-
I discovered today that alias length can affect query in a huge way. I'm doing a count query with some date filters, with indexes on date property (
NodeIndexSeekByRange). Profiling this query i discovered that using an alias with 4 or less characters makes the query 25x faster than using alias with more than 4 characters. TheNodeIndexSeekByRangewent from ~100 000 db hits to ~2700 db hits and total query db hits went from ~500 000 to ~21 000 by changing alias from 5 characters to 4 characters.(these are not my actual queries, but to illustrate my point)
MATCH (aaaaa:Node) WHERE aaaaa.date < datetime($someDate) < aaaaa.date RETURN COUNT(*) AS count = 500 000 total db hits MATCH (aaaa:Node) WHERE aaaa.date < datetime($someDate) < aaaa.date RETURN COUNT(*) AS count = 21 000 total db hitsSo apparently alias length can affect query planner in a huge way, is this covered in the docs?
-
This is neo4j 4.4 with BTREE index btw
-
Would love some under the hood explanation of this, I'm assuming this goes down to byte level
After some more digging it seems that this is related to predicate order in the where statement.

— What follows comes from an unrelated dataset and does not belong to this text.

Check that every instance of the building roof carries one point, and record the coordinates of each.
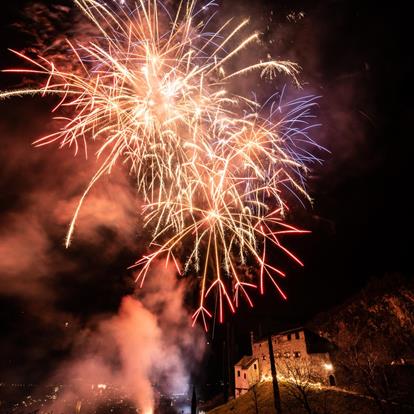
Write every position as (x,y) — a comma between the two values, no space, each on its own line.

My original query was something like this:
MATCH (n:Node)
WHERE (datetime($date1) <= n.date1 <= datetime($date2)
OR datetime($date1) <= n.date2 <= datetime($date2))

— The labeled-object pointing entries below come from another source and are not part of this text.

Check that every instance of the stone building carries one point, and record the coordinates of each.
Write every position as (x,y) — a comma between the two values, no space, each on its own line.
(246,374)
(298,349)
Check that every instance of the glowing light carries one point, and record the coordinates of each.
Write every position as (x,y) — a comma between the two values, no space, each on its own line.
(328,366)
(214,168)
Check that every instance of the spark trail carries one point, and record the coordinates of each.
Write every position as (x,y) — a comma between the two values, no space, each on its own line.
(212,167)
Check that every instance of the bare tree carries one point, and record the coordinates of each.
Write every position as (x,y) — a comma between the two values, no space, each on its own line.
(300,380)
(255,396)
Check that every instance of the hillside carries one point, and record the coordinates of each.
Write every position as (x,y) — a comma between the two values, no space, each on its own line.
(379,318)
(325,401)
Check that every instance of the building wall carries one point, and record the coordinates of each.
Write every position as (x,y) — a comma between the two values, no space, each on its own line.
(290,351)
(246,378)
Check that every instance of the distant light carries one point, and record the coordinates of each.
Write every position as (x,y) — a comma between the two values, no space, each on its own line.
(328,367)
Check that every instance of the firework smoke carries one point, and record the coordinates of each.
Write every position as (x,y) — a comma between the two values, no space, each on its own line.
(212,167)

OR (datetime($date1) > n.date1 AND datetime($date2) < n.date2)
RETURN COUNT(*) AS count
Changing the predicate order to this seems to have fixed the problem.
MATCH (n:Node)
WHERE (datetime($date1) > n.date1 AND datetime($date2) < n.date2)
OR (datetime($date1) <= n.date1 <= datetime($date2)

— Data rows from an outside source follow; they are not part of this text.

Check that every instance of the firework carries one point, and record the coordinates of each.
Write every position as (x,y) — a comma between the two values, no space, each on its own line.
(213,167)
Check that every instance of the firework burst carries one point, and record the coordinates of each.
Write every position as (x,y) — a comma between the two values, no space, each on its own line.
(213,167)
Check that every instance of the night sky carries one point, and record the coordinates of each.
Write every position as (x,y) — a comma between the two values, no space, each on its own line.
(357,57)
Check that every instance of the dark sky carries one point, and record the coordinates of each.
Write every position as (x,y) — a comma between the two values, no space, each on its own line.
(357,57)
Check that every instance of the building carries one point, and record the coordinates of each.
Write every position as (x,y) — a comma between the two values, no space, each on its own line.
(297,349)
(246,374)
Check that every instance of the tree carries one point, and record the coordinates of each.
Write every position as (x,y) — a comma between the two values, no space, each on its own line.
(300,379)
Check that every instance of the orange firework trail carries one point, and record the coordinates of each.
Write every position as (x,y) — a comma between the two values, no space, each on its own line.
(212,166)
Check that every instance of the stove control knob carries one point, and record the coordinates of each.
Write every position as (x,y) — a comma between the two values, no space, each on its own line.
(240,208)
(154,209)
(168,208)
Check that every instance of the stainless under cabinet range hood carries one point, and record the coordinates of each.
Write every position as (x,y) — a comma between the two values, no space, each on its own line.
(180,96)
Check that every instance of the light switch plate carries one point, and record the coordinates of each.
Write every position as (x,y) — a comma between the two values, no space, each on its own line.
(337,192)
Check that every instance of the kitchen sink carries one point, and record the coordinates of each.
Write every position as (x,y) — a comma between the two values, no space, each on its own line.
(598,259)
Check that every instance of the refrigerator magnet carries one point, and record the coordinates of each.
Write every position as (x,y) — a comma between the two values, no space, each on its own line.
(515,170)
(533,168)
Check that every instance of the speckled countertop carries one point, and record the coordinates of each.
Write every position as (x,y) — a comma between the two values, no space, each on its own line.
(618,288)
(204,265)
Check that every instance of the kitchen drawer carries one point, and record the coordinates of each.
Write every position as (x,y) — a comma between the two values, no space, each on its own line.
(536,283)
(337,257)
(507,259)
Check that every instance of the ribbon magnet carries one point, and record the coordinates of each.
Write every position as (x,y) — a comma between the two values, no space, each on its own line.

OR datetime($date1) <= n.date2 <= datetime($date2))
RETURN COUNT(*) AS count
So predicate order is really important for large count queries, though it is still strange that changing the alias would change the query planners interpretation of predicate order.
Changing predicate order again seems to fix the problem so that n.date2 index is seeked first. Though this query feels unreliable to me, since I don't really understand the query planner decisions, and can't find any docs on it.
MATCH (n:Node)
WHERE (datetime($date2) < n.date2 AND datetime($date1) > n.date1)
OR (datetime($date1) <= n.date2 <= datetime($date2)
OR datetime($date1) <= n.date1 <= datetime($date2))
RETURN COUNT(*) AS count
Also the indexes must be created in order such that the n.date2 index id > n.date1 index id
I am having issues again with this query
MATCH (n:Node)
WHERE (datetime($date1) > n.date1 AND datetime($date2) < n.date2)
OR (datetime($date1) <= n.date1 <= datetime($date2)
OR datetime($date1) <= n.date2 <= datetime($date2))
RETURN COUNT(*) AS count
I have a b-tree index on properties n.date1 and n.date2 (both separate and composite).
In this predicate the query planner will sometimes seek n.date1 index first, and sometimes seek n.date2 index first.
(datetime($date1) > n.date1 AND datetime($date2) < n.date2)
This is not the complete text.